Moderated Comments

The simple version of comments. No real-time. No pressure. Comments accumulate in the event log. You review them when you feel like it. Approve the ones worth keeping. They appear on the next build.

The flow

  1. Visitor submits comment → GET /events/comment/submit?post=my-post&body=...&name=...
  2. CloudFront logs it. Returns 202. Done from the visitor's perspective.
  3. You check the logs when you want: aws s3 cp s3://bucket/logs/latest.gz - | gunzip | grep comment — or ask AI to do it.
  4. Review. Approve the good ones.
  5. Approved comments get written to comments/my-post.txt in S3.
  6. Next build (or a Lambda) picks them up. They're live.

What "approve" means

Could be:

  • A manual step: you run a script that writes approved comments to S3
  • A GitHub issue: the log processor creates an issue per comment, you close it to approve
  • A simple admin page: list pending comments, click to approve

All of these are just "read the log, write a file." Different UIs for the same operation.

Why moderated

  • No spam — nothing appears without your approval
  • No real-time pressure — review on your schedule
  • No infrastructure running between submissions — the log holds everything
  • The log is the queue — no separate message broker needed

Cost

Zero beyond what already exists. The events endpoint is live. CloudFront logs the submissions. You grep the logs when you want. The approval step writes a file.
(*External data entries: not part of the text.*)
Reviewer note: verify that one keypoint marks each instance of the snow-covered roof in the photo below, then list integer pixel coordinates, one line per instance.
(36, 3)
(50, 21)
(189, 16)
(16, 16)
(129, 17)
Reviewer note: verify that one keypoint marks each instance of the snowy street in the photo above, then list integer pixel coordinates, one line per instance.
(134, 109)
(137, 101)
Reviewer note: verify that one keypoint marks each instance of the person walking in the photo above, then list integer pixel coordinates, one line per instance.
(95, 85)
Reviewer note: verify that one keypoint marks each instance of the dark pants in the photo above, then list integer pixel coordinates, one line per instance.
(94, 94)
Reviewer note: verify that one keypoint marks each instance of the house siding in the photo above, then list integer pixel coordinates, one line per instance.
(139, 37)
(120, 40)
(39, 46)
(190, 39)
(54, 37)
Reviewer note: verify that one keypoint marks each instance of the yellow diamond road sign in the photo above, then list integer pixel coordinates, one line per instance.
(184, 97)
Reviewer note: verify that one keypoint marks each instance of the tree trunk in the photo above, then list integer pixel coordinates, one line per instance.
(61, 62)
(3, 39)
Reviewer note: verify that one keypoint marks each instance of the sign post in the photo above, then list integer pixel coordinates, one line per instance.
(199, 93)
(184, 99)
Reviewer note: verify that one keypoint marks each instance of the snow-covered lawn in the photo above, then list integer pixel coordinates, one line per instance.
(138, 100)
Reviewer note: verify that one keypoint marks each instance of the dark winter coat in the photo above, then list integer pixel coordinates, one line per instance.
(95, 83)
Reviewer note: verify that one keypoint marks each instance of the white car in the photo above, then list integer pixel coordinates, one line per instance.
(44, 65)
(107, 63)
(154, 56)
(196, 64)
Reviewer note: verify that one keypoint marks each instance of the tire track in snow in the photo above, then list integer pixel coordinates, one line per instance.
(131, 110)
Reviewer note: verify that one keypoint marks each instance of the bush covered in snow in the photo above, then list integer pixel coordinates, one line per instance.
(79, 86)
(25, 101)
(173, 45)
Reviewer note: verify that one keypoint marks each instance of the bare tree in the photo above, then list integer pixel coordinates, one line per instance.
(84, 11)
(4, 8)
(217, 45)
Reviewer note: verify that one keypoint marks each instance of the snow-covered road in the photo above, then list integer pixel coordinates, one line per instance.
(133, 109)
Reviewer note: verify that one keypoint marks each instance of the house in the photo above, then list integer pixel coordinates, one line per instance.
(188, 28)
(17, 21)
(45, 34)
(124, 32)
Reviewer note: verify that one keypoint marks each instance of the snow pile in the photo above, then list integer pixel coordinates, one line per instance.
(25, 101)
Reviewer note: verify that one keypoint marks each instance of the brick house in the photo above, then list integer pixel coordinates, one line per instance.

No new infrastructure.

The journey

prev: the-log-is-the-event-bus The batch processing path applied to comments. The log holds submissions. You review when ready. Approve = write a file. Simple, no spam, no pressure.

2026-05-20: Built it. Comment form submits to /events/comment/submit, returns 202 in 1ms. Verified in the CloudFront logs — post, body, authenticated user, all captured. Grepped the logs like the 90s. Works.